Fields in the pattern that are non-optional can be marked with the ! character. If this is set and the field is not found in the input, then the TokenizeResult.Success property will be false.

var pattern = @"First Name: {FirstName!}, Last Name: {LastName!}"
var input = "First Name: Alice";

var tokenized = new Tokenizer().Tokenize<Student>(pattern, input);
var student = tokenized.Value;

// LastName was not in input
Assert.IsFalse(tokenized.Success);

// Value will still be populated with available fields
Assert.AreEqual("Alice", student.FirstName);

Using required fields can be useful when matching multiple patterns to select the best matching one.

Configuration

Tokenizer configuration can be set either globally, per instance or per pattern.

// Global configuration
TokenizerOptions.Defaults.TrimTrailingWhiteSpace = false;

// Instance configuration
var tokenizer = new Tokenizer();
tokenizer.Options.TrimTrailingWhiteSpace = true;

// Front matter configuration
var pattern = @"---
# Trim Whitespace
TrimTrailingWhitespace: true
---
First Name: {FirstName}
Last Name: {LastName}
...";

Configuration Front Matter

Tokenizer templates are configurable via an embedded Front Matter section. The options set in the Front Matter will effect the parsing of that template only, and override both Global and instance settings.

The Front Matter section is optional. It is processed between matching --- sequences at the start of the template pattern.

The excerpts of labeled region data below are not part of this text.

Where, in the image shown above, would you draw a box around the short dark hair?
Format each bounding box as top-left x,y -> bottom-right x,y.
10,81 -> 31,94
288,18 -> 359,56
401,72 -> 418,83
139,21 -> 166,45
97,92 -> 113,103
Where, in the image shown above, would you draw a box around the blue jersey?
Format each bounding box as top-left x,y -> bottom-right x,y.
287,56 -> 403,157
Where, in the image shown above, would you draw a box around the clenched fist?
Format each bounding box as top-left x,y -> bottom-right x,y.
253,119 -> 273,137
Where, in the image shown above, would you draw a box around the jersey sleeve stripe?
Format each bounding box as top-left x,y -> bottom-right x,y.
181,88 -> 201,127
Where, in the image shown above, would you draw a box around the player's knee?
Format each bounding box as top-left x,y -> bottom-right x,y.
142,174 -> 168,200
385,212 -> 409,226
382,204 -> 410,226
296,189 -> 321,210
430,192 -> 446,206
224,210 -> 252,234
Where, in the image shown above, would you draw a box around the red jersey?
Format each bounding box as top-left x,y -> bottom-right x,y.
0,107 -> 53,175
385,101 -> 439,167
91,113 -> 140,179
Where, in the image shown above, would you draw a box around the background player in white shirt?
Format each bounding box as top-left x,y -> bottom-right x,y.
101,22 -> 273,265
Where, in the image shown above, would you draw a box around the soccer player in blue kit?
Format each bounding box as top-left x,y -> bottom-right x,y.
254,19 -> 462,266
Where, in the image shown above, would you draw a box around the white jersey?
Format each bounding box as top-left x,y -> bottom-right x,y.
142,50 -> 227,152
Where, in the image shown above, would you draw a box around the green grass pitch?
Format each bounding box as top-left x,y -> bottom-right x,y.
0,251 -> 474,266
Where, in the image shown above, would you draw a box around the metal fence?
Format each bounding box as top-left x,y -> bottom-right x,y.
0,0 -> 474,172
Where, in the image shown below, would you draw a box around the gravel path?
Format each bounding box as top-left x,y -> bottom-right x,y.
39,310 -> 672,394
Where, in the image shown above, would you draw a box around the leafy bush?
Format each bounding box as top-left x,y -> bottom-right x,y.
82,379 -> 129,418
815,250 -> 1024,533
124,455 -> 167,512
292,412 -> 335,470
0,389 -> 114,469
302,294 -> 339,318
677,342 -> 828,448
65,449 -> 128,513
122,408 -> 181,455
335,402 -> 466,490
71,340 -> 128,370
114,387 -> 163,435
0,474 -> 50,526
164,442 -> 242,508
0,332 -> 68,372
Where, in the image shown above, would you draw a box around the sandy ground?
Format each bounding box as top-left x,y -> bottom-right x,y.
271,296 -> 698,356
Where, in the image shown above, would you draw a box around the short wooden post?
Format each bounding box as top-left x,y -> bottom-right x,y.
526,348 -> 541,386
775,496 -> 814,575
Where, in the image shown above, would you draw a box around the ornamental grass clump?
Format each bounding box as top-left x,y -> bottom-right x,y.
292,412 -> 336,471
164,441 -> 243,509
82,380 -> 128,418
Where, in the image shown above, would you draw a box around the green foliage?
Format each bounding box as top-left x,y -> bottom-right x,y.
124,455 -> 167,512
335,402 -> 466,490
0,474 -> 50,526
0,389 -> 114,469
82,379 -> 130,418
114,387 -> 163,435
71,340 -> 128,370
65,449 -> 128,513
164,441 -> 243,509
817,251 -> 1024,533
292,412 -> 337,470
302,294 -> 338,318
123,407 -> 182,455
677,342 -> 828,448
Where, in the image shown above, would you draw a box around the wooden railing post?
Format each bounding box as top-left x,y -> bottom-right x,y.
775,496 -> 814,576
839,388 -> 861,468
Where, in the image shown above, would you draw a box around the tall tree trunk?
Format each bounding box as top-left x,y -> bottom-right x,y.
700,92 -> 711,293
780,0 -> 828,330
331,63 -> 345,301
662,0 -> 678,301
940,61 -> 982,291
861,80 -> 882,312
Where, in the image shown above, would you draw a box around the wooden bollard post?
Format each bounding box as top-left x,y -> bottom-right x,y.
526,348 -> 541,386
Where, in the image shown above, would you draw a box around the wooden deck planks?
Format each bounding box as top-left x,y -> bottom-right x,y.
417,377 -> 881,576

Within the Front Matter, lines starting with the hash sign (#) are treated as comments.

---
# Treat missing properties on the target object as exceptions
ThrowExceptionOnMissingProperty: true

# Do a case insensitive compare when matching tokens to property names on the target
CaseSensitive: false
---
First Name: {FirstName}
Middle Names: {MiddleNames*}
Last Name: {LastName}

Configuration directives and their effects are listed in the Wiki.

Data Transformations

Extracted data can be transformed before being set on the target object.

var pattern = "Name: {Name:Trim(),ToLower()}";
var input = "Name:      Alice      ";

var tokenized = new Tokenizer().Tokenize<Person>(pattern, input);
var person = tokenized.Value;

Assert.AreEqual(person.Name, "alice");

Multiple transformations (and validators) can be chained together using the , symbol and are executed in the order they are specified. It is easy to implement and register your own token transformers by implementing the ITokenTransformer interface. See the Wiki for details how, and a list of built in transformers and their usage.

Data Validation

Token validation functions are run against extracted content before it's mapped to the target object. If a validation returns false, then the token is not mapped, and the input content is searched for another match.

var pattern = "Age: {Age:IsNumeric}";
var input = "Age: Ten, Age: 11";

var tokenized = new Tokenizer().Tokenize<Person>(pattern, input);
var person = tokenized.Value;

Assert.AreEqual(person.Age, 11);

It is easy to implement and register your own token validators by implementing the ITokenValidator interface. See the Wiki for details how, and a list of built in validators and their usage.